Slowly, ever so cautiously, things are getting back to normal. This was a big weekend for movies as Marvel’s Black Widow debuted in both theaters and on the Disney+ Streaming app. Variety reported that this movie generated $80 million in the theaters domestically (far beyond any other post-pandemic release) and another $60 million via Disney Plus Premier Access, where you had to fork over another $30 bucks.
That worked well for my brothers and their families, who are vacationing together and created a fun shared experience.
I have no idea what that bodes for in-theater movies vs. seeing them on streamers. I will say it was a bit odd to see an ad for an Amazon series (Tomorrow War) before the Black Widow theatrical movie that my wife and I attended.
But all in all, it felt really good to be in a theater again. Even the annoying people in the theater weren’t really annoying – it was so pleasant to be enjoying a movie in a social setting again.
“It was good to be back in a theater, in the dark, with a crowd. It didn’t matter what the movie was,” said Steve Rotterdam of AfterShock Comics and Bonfire Agency. It seems likes that was the overall reaction to seeing movies in the theater.
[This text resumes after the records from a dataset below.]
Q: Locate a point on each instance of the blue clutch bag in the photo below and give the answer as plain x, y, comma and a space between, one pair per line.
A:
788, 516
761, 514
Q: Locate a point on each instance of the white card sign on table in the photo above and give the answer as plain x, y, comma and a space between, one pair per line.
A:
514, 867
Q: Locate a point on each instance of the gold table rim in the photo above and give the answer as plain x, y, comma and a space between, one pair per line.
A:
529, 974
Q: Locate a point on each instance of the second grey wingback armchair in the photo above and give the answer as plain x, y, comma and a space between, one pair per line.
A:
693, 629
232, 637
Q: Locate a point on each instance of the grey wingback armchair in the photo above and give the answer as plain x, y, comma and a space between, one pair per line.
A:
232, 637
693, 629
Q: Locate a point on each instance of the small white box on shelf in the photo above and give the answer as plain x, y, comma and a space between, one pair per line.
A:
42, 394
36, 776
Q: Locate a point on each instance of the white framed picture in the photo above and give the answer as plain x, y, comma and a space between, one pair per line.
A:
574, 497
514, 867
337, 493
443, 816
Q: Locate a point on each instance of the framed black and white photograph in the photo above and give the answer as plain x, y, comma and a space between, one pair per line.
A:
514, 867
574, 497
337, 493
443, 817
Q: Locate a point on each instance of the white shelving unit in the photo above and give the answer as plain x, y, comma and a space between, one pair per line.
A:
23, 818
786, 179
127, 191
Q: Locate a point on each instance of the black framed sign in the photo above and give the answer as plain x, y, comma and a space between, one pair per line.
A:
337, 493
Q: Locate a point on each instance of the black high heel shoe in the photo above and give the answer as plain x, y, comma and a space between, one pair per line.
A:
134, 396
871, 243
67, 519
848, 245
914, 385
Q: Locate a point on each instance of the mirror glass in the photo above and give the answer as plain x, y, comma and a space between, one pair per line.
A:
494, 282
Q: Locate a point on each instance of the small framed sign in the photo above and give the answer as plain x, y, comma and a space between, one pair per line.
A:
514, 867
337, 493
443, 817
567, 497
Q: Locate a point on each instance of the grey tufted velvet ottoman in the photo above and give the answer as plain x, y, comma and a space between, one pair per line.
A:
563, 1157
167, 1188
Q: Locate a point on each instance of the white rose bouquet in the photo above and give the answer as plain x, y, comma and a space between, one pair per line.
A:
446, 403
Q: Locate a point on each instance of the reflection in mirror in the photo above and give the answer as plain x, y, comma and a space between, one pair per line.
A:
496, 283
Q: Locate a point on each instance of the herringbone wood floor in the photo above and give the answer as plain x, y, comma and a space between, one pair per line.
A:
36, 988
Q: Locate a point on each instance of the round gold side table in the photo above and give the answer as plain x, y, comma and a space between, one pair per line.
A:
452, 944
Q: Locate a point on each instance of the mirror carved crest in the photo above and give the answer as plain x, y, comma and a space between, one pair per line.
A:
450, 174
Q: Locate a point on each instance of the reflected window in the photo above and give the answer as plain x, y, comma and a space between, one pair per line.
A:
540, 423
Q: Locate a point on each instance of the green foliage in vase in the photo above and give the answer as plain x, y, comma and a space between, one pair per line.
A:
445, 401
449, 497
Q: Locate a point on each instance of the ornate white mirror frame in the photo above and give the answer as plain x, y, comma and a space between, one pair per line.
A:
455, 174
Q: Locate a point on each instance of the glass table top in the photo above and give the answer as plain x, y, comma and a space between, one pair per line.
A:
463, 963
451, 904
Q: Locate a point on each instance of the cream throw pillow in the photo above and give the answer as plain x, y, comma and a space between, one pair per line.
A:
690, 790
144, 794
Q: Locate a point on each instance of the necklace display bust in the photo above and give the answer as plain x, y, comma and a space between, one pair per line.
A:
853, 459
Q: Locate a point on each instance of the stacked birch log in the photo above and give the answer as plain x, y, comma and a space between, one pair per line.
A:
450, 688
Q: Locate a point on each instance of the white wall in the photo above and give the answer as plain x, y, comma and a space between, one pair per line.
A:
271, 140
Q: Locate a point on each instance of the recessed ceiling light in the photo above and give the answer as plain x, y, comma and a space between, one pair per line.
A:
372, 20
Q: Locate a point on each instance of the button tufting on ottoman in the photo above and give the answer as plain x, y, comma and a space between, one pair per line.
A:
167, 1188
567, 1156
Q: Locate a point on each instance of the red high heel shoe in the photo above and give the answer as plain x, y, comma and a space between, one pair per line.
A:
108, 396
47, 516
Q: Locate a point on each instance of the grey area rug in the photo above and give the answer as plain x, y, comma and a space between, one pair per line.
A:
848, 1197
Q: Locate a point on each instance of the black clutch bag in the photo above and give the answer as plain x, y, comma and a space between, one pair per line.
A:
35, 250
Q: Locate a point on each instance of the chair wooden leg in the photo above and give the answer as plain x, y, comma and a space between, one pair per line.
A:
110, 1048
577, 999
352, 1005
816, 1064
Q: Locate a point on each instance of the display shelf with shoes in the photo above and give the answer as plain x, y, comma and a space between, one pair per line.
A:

Professor Larry Maslon of the Tisch School of the Arts at New York University made it back into the theater too:
So, in the summertime, our family decamps to a small town on the North Fork of Long Island that has only one movie theater. Until the summer of 2020, of course, we saw all our summer movies there, and that means opening day of all the MCU movies. Last week, I took my 13-year-old Miles and his pal to see the opening of Black Widow. Unlike our MCU excursions in New York City, where there are hundreds of fanboys in the debut audience, this weekend I was the only fanboy in a small audience of, say, 25 (and Miles, but only sort of because he’s more grown-up than I). When the requisite MCU fan-service Easter egg joke appeared halfway through Black Widow (no spoilers–figure it out yourselves, it’s a heck of a reference), I shrieked with laughter.
After the movie, Miles was furious with me: “Dad, you always do that at a Marvel movie–you’re the only one laughing at these in-jokes. It’s so embarrassing.”
“Yes,” I replied, “But you only noticed because we just started going back to the movies.”
Back to the CONS?
It was a busy weekend for me, as I also attended my first live comic con in forever too. Ken Wheaton, a comics pro who’s never lost his excitement for collecting, launched Rochester’s newest comic convention, The Empire Comic Fest. Upstate New York has a rich history of wonderful cons, and there was definitely an impatience to get things going again.
Emil Novak of Buffalo is holding a convention there next Sunday, and long-time “Convention Maestro” Teddy Hanes has several conventions on the calendar too.
It was refreshing to be back at a convention. This one was focused on back issues, with dealers selling high value books. A strong retailer from Buffalo, Dave and Adams, also exhibited, and it was encouraging to see and hear their enthusiasm.
I found a few treasures there – two Big Little Books (I’ve been looking for that Space Ghost one for years and years) and on issue of DC’s Korak, Son of Tarzan. I do believe this issue is a bit of a landmark and I’m eager to write about it next week.
As you can see from the photos, a good time was had by all. And isn’t that the way it’s supposed to be at a local comic convention?